Standing on my porch in the hot sun of the Seattle mid-day was a beautiful woman. A vibrant woman. An intelligent woman. As she launched into a sales pitch for magazine subscriptions I was blown away at how articulate and professional she was, and yet… she was selling magazines door to door.
I interrupted her to quickly say that I didn’t really need any magazines and she asked me to reconsider because she was selling magazines to earn her way out of a local women’s shelter. And in that moment my heart shattered a bit at the unfairness of life.
This woman was not so very different from me, yet we were on different sides of the doorway.

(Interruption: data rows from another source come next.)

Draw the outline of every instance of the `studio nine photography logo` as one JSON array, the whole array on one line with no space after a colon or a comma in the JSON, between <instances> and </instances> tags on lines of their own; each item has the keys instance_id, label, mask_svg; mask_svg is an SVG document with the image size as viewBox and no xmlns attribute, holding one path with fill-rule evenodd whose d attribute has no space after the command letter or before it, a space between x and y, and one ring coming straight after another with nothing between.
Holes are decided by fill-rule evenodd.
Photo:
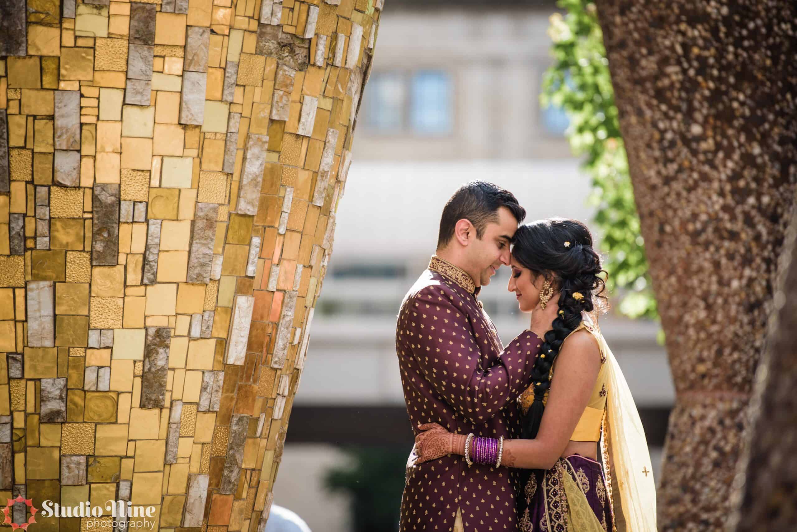
<instances>
[{"instance_id":1,"label":"studio nine photography logo","mask_svg":"<svg viewBox=\"0 0 797 532\"><path fill-rule=\"evenodd\" d=\"M46 500L41 503L41 509L39 510L33 504L33 499L24 499L18 495L16 499L6 499L7 504L3 509L5 518L3 523L11 526L11 530L15 530L21 528L27 530L30 525L36 522L36 516L41 518L103 518L107 519L87 519L86 528L96 529L116 529L116 528L147 528L155 530L155 519L154 518L156 509L154 506L133 506L129 501L112 501L108 500L105 507L91 506L87 501L80 503L77 506L65 507ZM25 503L30 509L30 518L24 523L19 524L13 522L14 506L15 503Z\"/></svg>"}]
</instances>

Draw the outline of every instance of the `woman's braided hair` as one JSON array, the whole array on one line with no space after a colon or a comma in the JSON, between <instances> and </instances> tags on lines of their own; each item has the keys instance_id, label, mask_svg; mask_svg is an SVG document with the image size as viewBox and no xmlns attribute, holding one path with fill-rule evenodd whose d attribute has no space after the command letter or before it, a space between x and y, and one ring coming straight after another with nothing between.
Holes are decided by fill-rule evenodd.
<instances>
[{"instance_id":1,"label":"woman's braided hair","mask_svg":"<svg viewBox=\"0 0 797 532\"><path fill-rule=\"evenodd\" d=\"M566 243L568 243L566 245ZM599 276L600 256L592 248L592 235L577 220L548 218L518 228L512 239L512 255L524 268L549 281L559 291L559 312L545 333L540 354L532 369L534 401L523 417L523 437L532 439L540 429L544 406L543 398L551 387L551 368L564 338L582 321L582 312L604 308L606 288ZM574 294L580 294L581 297ZM578 298L578 299L576 299Z\"/></svg>"}]
</instances>

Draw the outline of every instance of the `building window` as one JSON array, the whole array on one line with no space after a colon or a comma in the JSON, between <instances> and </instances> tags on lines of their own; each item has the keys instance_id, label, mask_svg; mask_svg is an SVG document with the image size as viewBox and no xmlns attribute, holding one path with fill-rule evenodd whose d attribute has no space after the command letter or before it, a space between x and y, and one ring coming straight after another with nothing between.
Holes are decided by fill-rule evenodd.
<instances>
[{"instance_id":1,"label":"building window","mask_svg":"<svg viewBox=\"0 0 797 532\"><path fill-rule=\"evenodd\" d=\"M401 131L406 101L406 84L401 72L371 74L363 96L366 126L382 133Z\"/></svg>"},{"instance_id":2,"label":"building window","mask_svg":"<svg viewBox=\"0 0 797 532\"><path fill-rule=\"evenodd\" d=\"M453 128L453 82L442 70L373 72L363 95L363 122L383 135L435 136Z\"/></svg>"},{"instance_id":3,"label":"building window","mask_svg":"<svg viewBox=\"0 0 797 532\"><path fill-rule=\"evenodd\" d=\"M442 70L422 70L412 76L410 121L418 135L451 132L451 76Z\"/></svg>"}]
</instances>

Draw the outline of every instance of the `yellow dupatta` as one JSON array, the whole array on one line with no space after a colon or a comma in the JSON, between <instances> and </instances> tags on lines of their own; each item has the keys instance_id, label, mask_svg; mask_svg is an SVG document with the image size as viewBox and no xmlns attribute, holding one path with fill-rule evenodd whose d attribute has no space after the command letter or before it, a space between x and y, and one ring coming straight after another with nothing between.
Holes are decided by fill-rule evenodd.
<instances>
[{"instance_id":1,"label":"yellow dupatta","mask_svg":"<svg viewBox=\"0 0 797 532\"><path fill-rule=\"evenodd\" d=\"M598 329L590 332L610 366L602 446L607 489L618 532L656 532L656 484L636 404L617 359Z\"/></svg>"}]
</instances>

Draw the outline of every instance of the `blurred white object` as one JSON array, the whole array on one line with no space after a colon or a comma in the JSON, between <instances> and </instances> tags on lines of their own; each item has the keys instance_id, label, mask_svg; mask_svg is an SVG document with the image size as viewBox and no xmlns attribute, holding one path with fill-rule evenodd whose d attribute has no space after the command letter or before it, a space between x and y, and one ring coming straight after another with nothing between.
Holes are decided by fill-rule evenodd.
<instances>
[{"instance_id":1,"label":"blurred white object","mask_svg":"<svg viewBox=\"0 0 797 532\"><path fill-rule=\"evenodd\" d=\"M265 532L310 532L310 527L294 512L274 504L265 523Z\"/></svg>"}]
</instances>

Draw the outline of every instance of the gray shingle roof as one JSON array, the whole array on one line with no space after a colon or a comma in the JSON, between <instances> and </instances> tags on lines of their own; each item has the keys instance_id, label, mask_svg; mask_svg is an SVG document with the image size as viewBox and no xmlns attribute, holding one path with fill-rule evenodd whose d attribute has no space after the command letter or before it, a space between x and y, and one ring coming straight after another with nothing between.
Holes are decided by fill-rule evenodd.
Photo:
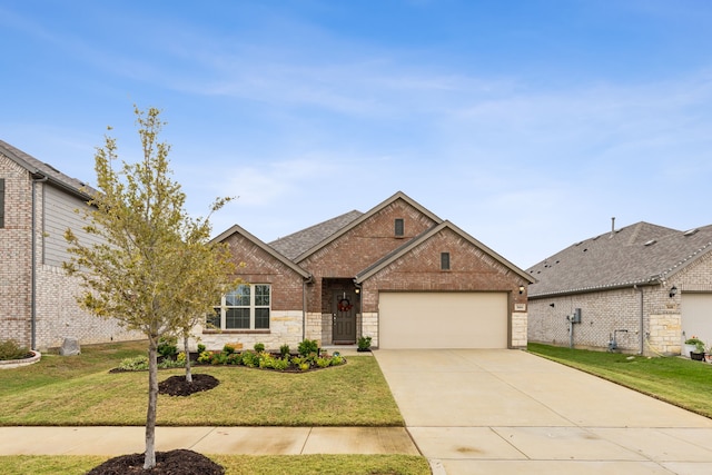
<instances>
[{"instance_id":1,"label":"gray shingle roof","mask_svg":"<svg viewBox=\"0 0 712 475\"><path fill-rule=\"evenodd\" d=\"M637 222L532 266L530 297L657 283L712 250L712 225L689 231Z\"/></svg>"},{"instance_id":2,"label":"gray shingle roof","mask_svg":"<svg viewBox=\"0 0 712 475\"><path fill-rule=\"evenodd\" d=\"M55 185L79 195L82 198L88 197L87 192L93 194L96 190L85 182L67 176L49 164L38 160L29 154L12 147L10 144L0 140L0 154L4 155L19 166L27 169L32 175L41 175L48 177Z\"/></svg>"},{"instance_id":3,"label":"gray shingle roof","mask_svg":"<svg viewBox=\"0 0 712 475\"><path fill-rule=\"evenodd\" d=\"M300 231L285 236L269 243L269 246L286 256L295 259L297 256L312 249L339 229L358 219L363 212L353 210L327 221L319 222Z\"/></svg>"}]
</instances>

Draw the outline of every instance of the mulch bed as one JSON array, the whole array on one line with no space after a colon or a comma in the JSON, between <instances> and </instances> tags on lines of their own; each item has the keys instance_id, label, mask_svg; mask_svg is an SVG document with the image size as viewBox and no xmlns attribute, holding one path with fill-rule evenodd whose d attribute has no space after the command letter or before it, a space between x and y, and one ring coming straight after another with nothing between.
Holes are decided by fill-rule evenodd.
<instances>
[{"instance_id":1,"label":"mulch bed","mask_svg":"<svg viewBox=\"0 0 712 475\"><path fill-rule=\"evenodd\" d=\"M156 453L156 466L144 469L144 454L121 455L109 458L93 467L87 475L222 475L225 468L205 455L192 451L177 449Z\"/></svg>"},{"instance_id":2,"label":"mulch bed","mask_svg":"<svg viewBox=\"0 0 712 475\"><path fill-rule=\"evenodd\" d=\"M195 393L209 390L220 384L220 380L210 375L192 375L192 383L186 382L186 375L171 376L158 383L158 394L169 396L190 396Z\"/></svg>"}]
</instances>

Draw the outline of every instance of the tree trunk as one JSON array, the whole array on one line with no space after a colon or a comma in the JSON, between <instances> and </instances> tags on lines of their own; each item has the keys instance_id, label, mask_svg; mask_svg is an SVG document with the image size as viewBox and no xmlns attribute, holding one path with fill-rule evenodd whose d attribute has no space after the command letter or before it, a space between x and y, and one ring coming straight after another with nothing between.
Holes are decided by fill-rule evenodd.
<instances>
[{"instance_id":1,"label":"tree trunk","mask_svg":"<svg viewBox=\"0 0 712 475\"><path fill-rule=\"evenodd\" d=\"M156 339L148 344L148 410L146 412L146 458L144 469L156 466L156 407L158 406L158 347Z\"/></svg>"},{"instance_id":2,"label":"tree trunk","mask_svg":"<svg viewBox=\"0 0 712 475\"><path fill-rule=\"evenodd\" d=\"M188 335L182 337L182 345L186 354L186 383L192 383L192 373L190 373L190 352L188 352Z\"/></svg>"}]
</instances>

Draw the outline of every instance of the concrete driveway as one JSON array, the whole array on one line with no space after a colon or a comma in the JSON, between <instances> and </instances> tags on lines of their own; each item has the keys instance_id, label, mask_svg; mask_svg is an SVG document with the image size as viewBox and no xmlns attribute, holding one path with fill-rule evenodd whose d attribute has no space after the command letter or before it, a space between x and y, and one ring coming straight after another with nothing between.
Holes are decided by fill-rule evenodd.
<instances>
[{"instance_id":1,"label":"concrete driveway","mask_svg":"<svg viewBox=\"0 0 712 475\"><path fill-rule=\"evenodd\" d=\"M374 355L435 474L712 473L712 419L528 353Z\"/></svg>"}]
</instances>

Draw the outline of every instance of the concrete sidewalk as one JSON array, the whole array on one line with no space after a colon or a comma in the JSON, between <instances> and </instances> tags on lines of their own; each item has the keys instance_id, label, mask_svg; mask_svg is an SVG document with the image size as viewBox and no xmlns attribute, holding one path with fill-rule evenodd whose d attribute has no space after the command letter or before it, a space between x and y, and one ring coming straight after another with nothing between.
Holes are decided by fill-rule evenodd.
<instances>
[{"instance_id":1,"label":"concrete sidewalk","mask_svg":"<svg viewBox=\"0 0 712 475\"><path fill-rule=\"evenodd\" d=\"M144 453L145 427L0 427L0 455ZM421 455L404 427L156 427L156 449L201 454Z\"/></svg>"}]
</instances>

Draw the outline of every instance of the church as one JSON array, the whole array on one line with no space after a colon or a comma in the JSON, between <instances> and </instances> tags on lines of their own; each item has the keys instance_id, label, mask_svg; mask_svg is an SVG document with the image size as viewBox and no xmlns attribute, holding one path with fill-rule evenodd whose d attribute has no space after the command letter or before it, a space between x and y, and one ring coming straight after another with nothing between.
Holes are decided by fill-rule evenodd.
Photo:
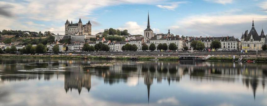
<instances>
[{"instance_id":1,"label":"church","mask_svg":"<svg viewBox=\"0 0 267 106\"><path fill-rule=\"evenodd\" d=\"M252 21L252 27L249 31L246 31L241 37L242 50L250 51L261 50L262 45L266 44L266 36L264 35L263 29L259 36L255 29L254 21Z\"/></svg>"},{"instance_id":2,"label":"church","mask_svg":"<svg viewBox=\"0 0 267 106\"><path fill-rule=\"evenodd\" d=\"M72 21L70 23L67 19L65 23L65 35L90 35L92 34L92 25L89 21L85 25L80 18L78 23L73 23Z\"/></svg>"}]
</instances>

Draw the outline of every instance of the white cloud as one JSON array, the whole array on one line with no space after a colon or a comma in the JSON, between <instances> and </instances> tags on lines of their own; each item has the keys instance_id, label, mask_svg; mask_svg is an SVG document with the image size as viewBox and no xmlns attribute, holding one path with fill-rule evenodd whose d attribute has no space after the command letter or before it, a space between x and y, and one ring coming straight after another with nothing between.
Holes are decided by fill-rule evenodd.
<instances>
[{"instance_id":1,"label":"white cloud","mask_svg":"<svg viewBox=\"0 0 267 106\"><path fill-rule=\"evenodd\" d=\"M128 78L127 85L129 86L135 86L138 84L138 77L133 77Z\"/></svg>"},{"instance_id":2,"label":"white cloud","mask_svg":"<svg viewBox=\"0 0 267 106\"><path fill-rule=\"evenodd\" d=\"M0 20L0 22L4 22L1 23L5 24L0 25L0 30L12 28L13 30L43 31L51 29L54 31L54 33L63 34L64 29L62 30L62 28L63 25L60 26L58 26L59 24L65 22L67 18L73 19L75 22L78 20L79 18L81 17L82 21L87 22L88 20L90 19L93 21L92 23L97 24L97 21L94 17L89 18L88 17L93 15L93 11L97 8L123 4L155 5L166 0L2 1L0 2L0 7L1 7L0 8L0 19L3 19ZM5 18L12 21L7 21ZM46 24L46 26L36 27L36 25L40 24L38 22L36 23L36 22L52 25ZM22 22L24 23L21 23ZM47 27L51 28L46 28Z\"/></svg>"},{"instance_id":3,"label":"white cloud","mask_svg":"<svg viewBox=\"0 0 267 106\"><path fill-rule=\"evenodd\" d=\"M178 100L174 97L160 99L158 100L157 102L159 104L171 104L175 105L178 105L179 104Z\"/></svg>"},{"instance_id":4,"label":"white cloud","mask_svg":"<svg viewBox=\"0 0 267 106\"><path fill-rule=\"evenodd\" d=\"M144 30L145 29L144 26L138 25L136 22L129 21L127 22L122 27L118 28L120 30L128 30L128 32L132 35L144 35Z\"/></svg>"},{"instance_id":5,"label":"white cloud","mask_svg":"<svg viewBox=\"0 0 267 106\"><path fill-rule=\"evenodd\" d=\"M192 15L179 19L171 29L175 33L188 36L221 36L228 34L240 38L242 32L250 30L253 18L256 29L260 31L262 25L267 23L267 15L231 14Z\"/></svg>"},{"instance_id":6,"label":"white cloud","mask_svg":"<svg viewBox=\"0 0 267 106\"><path fill-rule=\"evenodd\" d=\"M261 2L259 5L259 7L262 9L262 11L267 12L267 1Z\"/></svg>"},{"instance_id":7,"label":"white cloud","mask_svg":"<svg viewBox=\"0 0 267 106\"><path fill-rule=\"evenodd\" d=\"M173 2L171 3L170 5L157 5L157 7L159 8L163 8L165 9L175 10L175 9L176 8L179 6L179 4L182 3L186 3L186 2Z\"/></svg>"},{"instance_id":8,"label":"white cloud","mask_svg":"<svg viewBox=\"0 0 267 106\"><path fill-rule=\"evenodd\" d=\"M233 0L204 0L204 1L222 4L226 4L228 3L232 3L233 2Z\"/></svg>"}]
</instances>

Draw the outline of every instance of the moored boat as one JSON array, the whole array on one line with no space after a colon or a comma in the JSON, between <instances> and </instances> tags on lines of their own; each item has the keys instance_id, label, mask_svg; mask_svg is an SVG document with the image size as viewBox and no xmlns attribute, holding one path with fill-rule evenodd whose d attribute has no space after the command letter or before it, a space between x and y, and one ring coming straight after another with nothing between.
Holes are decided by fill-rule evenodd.
<instances>
[{"instance_id":1,"label":"moored boat","mask_svg":"<svg viewBox=\"0 0 267 106\"><path fill-rule=\"evenodd\" d=\"M210 57L210 55L205 56L179 56L180 61L204 61Z\"/></svg>"}]
</instances>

I don’t know what compelled me but I asked her… why was someone clearly so very capable and yes, beautiful, selling magazines door to door? I mean… by all means be a salesperson but why not in some other capacity because it can’t be fun walking from no to likely no.
Jaqueline told me her story. Like me, she grew up in an inner-city neighborhood, from a broken home. Mostly poor, but with access to good enough public school and a single mom who taught her good manners.
Something must have moved in both of us that day because after talking for quite some time, I said I just couldn’t support the company who was taking advantage of her but would she please let me help her get a different job. She said thank you but I probably couldn’t help because she was a convict. At the time I was working with a company that had a work program for parolees and so surprisingly, I actually could!
This woman was not so very different from me, yet we were on different sides of the doorway.
I expected a lot of responses, but I didn’t expect her eyes to well up with tears. I felt awful … I wanted to help, not make her cry! What came next changed me forever.
She said she was crying because noone had ever believed in her like that. Here I was a stranger seeing all this potential in her when so many others in her life hadn’t. We both had a good cry that day and before she left she asked me what I thought the reason was that our lives turned out so different.
I said hope and a vision for what COULD be. I grew up seeing all kinds of paths that could be open to me if I worked hard enough. I had adults who invested in me and reassured me it was possible. Jaqueline did not.
I helped her in the way that I could but she gave me so much more than I gave her. She gave me the inspiration for Foster Courage.
We lost touch shortly after that, but one day I hope she realizes this podcast is dedicated to her.